Review of HDF5 operational readiness:
NASA's Earth Science Data Systems Standards Process Group (SPG) is considering the HDF5 for adoption as a community standard. This is the second review of HDF5, this one focusing on its readiness for operational use. The questions below are provided to guide feedback from data systems, application providers, instrument teams and others. You only need to answer questions applicable to you. Please send comments to email@example.com.
- Describe in a sentence or two your overall experience related to HDF5 (e.g., science data provider, science data systems, software tools developer, and science data user, etc).
I am a software tools developer and science data user. My experience as an end user has been good. My HDF5 experience as a software developer has been frustrating.
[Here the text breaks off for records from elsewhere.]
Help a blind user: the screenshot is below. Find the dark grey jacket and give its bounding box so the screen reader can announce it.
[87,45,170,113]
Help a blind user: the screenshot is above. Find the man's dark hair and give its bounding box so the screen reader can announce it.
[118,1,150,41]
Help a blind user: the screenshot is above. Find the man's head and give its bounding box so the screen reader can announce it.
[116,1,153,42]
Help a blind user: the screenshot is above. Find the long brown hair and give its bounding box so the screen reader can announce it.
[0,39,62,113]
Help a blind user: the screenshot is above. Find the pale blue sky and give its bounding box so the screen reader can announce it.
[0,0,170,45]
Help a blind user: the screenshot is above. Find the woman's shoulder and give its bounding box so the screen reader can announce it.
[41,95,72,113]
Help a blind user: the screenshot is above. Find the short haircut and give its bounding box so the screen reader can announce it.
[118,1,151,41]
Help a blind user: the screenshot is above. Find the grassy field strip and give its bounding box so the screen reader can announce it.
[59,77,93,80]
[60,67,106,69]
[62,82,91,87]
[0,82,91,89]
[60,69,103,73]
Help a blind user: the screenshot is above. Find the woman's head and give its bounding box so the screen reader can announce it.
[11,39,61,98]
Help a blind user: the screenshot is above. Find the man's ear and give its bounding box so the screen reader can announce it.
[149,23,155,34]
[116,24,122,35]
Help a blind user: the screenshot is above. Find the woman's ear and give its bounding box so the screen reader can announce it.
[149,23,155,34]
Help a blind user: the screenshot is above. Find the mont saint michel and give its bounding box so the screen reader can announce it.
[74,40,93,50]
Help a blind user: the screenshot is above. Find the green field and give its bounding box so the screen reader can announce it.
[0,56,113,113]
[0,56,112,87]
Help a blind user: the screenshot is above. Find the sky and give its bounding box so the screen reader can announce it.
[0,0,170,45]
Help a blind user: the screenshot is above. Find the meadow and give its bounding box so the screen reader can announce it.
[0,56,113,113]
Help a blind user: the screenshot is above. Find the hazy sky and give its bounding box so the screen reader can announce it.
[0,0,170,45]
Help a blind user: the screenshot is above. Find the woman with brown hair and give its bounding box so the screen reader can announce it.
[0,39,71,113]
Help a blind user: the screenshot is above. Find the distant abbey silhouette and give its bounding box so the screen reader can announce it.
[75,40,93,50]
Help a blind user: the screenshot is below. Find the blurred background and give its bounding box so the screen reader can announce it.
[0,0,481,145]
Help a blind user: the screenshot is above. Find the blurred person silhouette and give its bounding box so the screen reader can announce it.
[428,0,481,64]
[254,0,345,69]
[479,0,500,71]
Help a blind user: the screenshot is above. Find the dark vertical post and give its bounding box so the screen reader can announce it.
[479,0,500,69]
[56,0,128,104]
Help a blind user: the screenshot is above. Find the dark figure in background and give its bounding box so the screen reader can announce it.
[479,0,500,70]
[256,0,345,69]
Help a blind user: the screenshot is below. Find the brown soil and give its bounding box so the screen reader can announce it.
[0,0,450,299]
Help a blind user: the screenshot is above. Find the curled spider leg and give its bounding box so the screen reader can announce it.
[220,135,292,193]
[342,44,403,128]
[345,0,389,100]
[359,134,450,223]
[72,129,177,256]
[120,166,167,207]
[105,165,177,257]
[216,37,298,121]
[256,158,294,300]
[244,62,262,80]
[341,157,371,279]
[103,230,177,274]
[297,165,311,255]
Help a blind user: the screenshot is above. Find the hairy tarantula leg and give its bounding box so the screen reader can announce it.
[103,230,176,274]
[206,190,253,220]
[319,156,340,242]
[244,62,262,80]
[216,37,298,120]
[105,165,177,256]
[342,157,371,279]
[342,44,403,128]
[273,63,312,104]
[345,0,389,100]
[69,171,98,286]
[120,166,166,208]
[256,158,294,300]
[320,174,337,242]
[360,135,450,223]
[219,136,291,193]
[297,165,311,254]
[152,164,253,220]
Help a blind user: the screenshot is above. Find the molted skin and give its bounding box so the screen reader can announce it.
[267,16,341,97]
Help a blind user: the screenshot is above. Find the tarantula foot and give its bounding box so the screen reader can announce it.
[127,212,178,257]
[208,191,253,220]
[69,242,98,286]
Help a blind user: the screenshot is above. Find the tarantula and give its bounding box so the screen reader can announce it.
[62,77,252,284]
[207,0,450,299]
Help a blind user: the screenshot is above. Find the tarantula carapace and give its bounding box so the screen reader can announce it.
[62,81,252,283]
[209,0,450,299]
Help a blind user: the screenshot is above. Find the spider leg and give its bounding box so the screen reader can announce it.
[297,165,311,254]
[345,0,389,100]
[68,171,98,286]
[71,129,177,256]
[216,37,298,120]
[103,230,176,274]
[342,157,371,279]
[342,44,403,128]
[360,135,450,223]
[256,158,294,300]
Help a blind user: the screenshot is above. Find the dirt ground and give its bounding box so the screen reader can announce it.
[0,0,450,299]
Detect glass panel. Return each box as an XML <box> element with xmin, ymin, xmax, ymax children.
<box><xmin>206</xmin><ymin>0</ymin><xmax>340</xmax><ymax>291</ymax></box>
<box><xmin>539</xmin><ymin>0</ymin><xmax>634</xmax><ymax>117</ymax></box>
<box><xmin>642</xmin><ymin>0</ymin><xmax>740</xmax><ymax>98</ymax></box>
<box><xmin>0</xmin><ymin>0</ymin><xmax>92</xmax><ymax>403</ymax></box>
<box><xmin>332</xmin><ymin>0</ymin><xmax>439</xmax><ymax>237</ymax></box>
They are chronically late in meeting their own schedules.
- Do you currently use or plan to use HDF5 in a production setting? What types of applications do you use with HDF5? Is HDF5 applicable to your applications (e.g., Does it work well with the data types and data manipulations in your application?)
I currently use HDF5 data with NCAR graphics and NCAR command language (NCL). I have adapted the netCDF Operators (NCO) to use netCDF4, which employs an HDF5 backend accessible through the standard netCDF API. I have no plans to use the HDF5 API directly. NCO is used extensively in production settings in most climate modeling centers.
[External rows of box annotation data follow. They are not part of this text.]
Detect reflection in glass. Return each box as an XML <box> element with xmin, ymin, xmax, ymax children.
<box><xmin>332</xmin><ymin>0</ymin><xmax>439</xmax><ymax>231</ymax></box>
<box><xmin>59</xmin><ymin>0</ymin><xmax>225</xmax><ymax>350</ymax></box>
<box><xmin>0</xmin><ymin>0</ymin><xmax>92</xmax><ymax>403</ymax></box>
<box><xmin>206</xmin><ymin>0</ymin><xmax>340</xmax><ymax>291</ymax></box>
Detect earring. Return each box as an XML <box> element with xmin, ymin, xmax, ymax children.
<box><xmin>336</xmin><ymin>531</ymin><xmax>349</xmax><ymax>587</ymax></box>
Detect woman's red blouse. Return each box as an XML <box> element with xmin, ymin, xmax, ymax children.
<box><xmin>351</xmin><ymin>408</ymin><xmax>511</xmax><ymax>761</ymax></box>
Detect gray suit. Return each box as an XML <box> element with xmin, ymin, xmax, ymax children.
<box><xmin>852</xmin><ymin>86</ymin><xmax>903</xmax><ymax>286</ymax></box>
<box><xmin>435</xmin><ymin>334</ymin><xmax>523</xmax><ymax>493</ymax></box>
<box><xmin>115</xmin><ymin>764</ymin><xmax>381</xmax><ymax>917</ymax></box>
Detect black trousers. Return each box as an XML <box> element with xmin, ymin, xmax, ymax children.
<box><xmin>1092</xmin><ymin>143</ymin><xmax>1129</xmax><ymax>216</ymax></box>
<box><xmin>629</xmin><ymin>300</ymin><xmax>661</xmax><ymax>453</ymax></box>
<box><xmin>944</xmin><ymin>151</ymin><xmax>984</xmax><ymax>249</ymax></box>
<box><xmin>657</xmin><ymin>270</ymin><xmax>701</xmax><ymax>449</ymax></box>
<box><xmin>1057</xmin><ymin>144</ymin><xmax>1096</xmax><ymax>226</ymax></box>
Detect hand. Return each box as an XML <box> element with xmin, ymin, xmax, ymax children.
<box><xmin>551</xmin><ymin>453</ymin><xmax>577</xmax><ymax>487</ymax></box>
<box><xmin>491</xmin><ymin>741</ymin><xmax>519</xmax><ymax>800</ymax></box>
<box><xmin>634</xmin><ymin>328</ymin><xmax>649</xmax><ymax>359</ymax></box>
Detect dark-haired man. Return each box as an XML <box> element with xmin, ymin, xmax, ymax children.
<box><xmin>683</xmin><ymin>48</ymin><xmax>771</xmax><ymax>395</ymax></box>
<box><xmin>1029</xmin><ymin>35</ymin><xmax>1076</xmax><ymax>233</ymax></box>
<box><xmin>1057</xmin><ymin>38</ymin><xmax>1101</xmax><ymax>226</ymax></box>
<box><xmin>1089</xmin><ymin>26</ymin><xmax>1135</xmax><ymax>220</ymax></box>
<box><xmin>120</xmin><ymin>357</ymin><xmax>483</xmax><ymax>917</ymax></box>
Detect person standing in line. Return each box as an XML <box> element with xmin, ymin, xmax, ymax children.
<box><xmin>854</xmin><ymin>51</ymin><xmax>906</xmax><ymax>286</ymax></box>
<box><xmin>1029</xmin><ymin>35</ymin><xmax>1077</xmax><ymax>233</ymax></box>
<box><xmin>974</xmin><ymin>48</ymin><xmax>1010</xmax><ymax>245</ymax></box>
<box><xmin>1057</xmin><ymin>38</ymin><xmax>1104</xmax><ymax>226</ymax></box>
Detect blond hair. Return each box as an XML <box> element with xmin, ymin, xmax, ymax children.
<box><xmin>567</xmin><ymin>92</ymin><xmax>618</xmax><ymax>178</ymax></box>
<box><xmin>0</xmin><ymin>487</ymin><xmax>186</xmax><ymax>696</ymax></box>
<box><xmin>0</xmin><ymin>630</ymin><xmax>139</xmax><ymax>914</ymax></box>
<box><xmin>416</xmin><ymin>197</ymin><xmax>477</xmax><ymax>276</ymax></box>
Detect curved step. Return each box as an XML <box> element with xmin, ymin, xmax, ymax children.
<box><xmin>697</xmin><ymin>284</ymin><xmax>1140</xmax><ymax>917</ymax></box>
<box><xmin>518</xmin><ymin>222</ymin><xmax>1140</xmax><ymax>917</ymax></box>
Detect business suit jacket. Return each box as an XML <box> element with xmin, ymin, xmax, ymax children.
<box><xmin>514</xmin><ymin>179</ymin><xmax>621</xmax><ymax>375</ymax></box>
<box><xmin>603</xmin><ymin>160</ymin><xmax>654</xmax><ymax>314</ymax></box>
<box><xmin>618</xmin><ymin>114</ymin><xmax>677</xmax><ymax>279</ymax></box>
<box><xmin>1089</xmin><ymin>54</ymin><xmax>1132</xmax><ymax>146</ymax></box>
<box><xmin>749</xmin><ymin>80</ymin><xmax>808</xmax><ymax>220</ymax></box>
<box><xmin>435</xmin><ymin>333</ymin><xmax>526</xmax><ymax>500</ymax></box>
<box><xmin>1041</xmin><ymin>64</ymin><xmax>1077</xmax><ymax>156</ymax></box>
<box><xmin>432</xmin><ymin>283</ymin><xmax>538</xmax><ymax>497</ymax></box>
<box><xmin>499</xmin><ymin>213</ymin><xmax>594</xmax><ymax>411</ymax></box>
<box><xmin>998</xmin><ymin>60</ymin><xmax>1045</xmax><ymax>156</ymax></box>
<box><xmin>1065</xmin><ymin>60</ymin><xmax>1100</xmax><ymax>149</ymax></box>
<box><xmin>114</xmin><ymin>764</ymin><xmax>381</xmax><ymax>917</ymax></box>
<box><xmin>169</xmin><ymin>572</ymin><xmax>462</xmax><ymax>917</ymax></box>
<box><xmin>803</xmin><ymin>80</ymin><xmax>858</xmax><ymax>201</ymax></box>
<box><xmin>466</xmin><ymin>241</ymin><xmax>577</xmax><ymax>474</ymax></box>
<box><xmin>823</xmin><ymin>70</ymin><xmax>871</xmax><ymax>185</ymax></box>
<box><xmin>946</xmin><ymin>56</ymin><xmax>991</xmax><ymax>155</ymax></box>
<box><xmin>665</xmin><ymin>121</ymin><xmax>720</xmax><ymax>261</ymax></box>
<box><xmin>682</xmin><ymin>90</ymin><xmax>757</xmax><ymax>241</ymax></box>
- Why do you choose to use HDF5 over other data formats for your applications?
I prefer netCDF for my applications because of its ease of use. I am only developing HDF5 software because netCDF4 is moving to HDF5 for the storage layer. The primary benefit for my purposes is the HDF5 implementation of MPI I/O and packing, both of which netCDF currently lacks.
- Have you or your users encountered any difficulty when using some of the data access or visualization tools (e.g., IDL, GrADS, ..) on HDF-5 data files? If you have, please provide a brief description of your experience.
Nothing too serious.
- Does the performance of HDF5 you have experienced meet your requirements? (e.g., Can it handle the data types in your applications? Does it take a long time to read and write HDF5 files?)
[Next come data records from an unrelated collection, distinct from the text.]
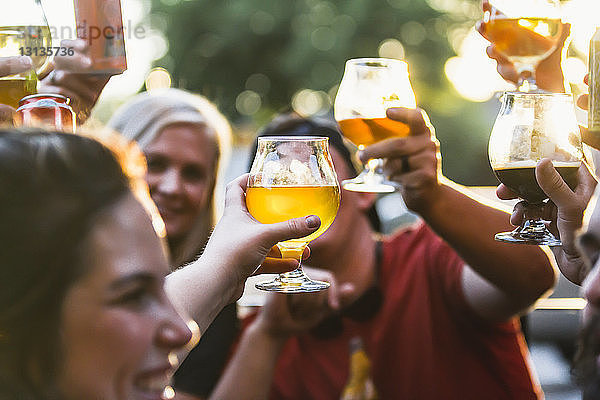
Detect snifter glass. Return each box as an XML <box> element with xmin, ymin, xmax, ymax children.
<box><xmin>334</xmin><ymin>58</ymin><xmax>416</xmax><ymax>193</ymax></box>
<box><xmin>246</xmin><ymin>136</ymin><xmax>340</xmax><ymax>293</ymax></box>
<box><xmin>488</xmin><ymin>92</ymin><xmax>583</xmax><ymax>246</ymax></box>
<box><xmin>483</xmin><ymin>0</ymin><xmax>562</xmax><ymax>92</ymax></box>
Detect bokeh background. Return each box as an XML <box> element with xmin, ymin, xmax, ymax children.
<box><xmin>43</xmin><ymin>0</ymin><xmax>600</xmax><ymax>185</ymax></box>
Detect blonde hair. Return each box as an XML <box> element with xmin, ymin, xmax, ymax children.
<box><xmin>108</xmin><ymin>89</ymin><xmax>231</xmax><ymax>268</ymax></box>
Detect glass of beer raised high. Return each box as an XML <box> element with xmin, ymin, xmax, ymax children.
<box><xmin>483</xmin><ymin>0</ymin><xmax>562</xmax><ymax>92</ymax></box>
<box><xmin>246</xmin><ymin>136</ymin><xmax>340</xmax><ymax>293</ymax></box>
<box><xmin>0</xmin><ymin>0</ymin><xmax>54</xmax><ymax>108</ymax></box>
<box><xmin>488</xmin><ymin>92</ymin><xmax>583</xmax><ymax>246</ymax></box>
<box><xmin>334</xmin><ymin>58</ymin><xmax>416</xmax><ymax>193</ymax></box>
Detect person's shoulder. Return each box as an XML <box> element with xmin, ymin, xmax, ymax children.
<box><xmin>382</xmin><ymin>221</ymin><xmax>439</xmax><ymax>247</ymax></box>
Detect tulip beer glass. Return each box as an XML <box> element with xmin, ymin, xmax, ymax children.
<box><xmin>334</xmin><ymin>58</ymin><xmax>416</xmax><ymax>193</ymax></box>
<box><xmin>483</xmin><ymin>0</ymin><xmax>562</xmax><ymax>92</ymax></box>
<box><xmin>488</xmin><ymin>92</ymin><xmax>583</xmax><ymax>246</ymax></box>
<box><xmin>246</xmin><ymin>136</ymin><xmax>340</xmax><ymax>293</ymax></box>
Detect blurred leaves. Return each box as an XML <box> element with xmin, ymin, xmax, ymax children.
<box><xmin>151</xmin><ymin>0</ymin><xmax>495</xmax><ymax>184</ymax></box>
All I know is that the netCDF4-alpha releases (which are based on HDF1.7.x) produce files much more bloated than their netCDF3 counterparts. We have not done extensive benchmarking for read/write times yet.
- What operational challenges or limitations does HDF5 present? (e.g., Does it take a long time to learn how to use it? Does it require advanced processing power, large amounts of memory, complex configuration, etc)
HDF5 has a reputation as being very hard to learn. Because of this, I will probably never try to learn the native HDF5 interface. I suspect most physical scientists will never use the HDF5 API in their models, whereas a good number do use the netCDF API because it is relatively easy to learn.
- What benefits does HDF5 present? Do the benefits of HDF5 outweigh the challenges? (e.g., Does it offer the flexibility you want to package the data types in your applications? Does it facilitate interdisciplinary studies?)
MPI I/O and packing are the main benefits for NCO software development.
- How much data do/will you provide or archive in HDF5? (number of distinct data products or data sets, total data volume, number of files.)
- How many users do you have or expect to have for data in HDF5, and what is your expected user community?
Everyone who uses NCO will produce netCDF4/HDF5 files once their data sources (e.g., climate models) switch to netCDF4. My guess is this will take about five years, and involve about 1000 users.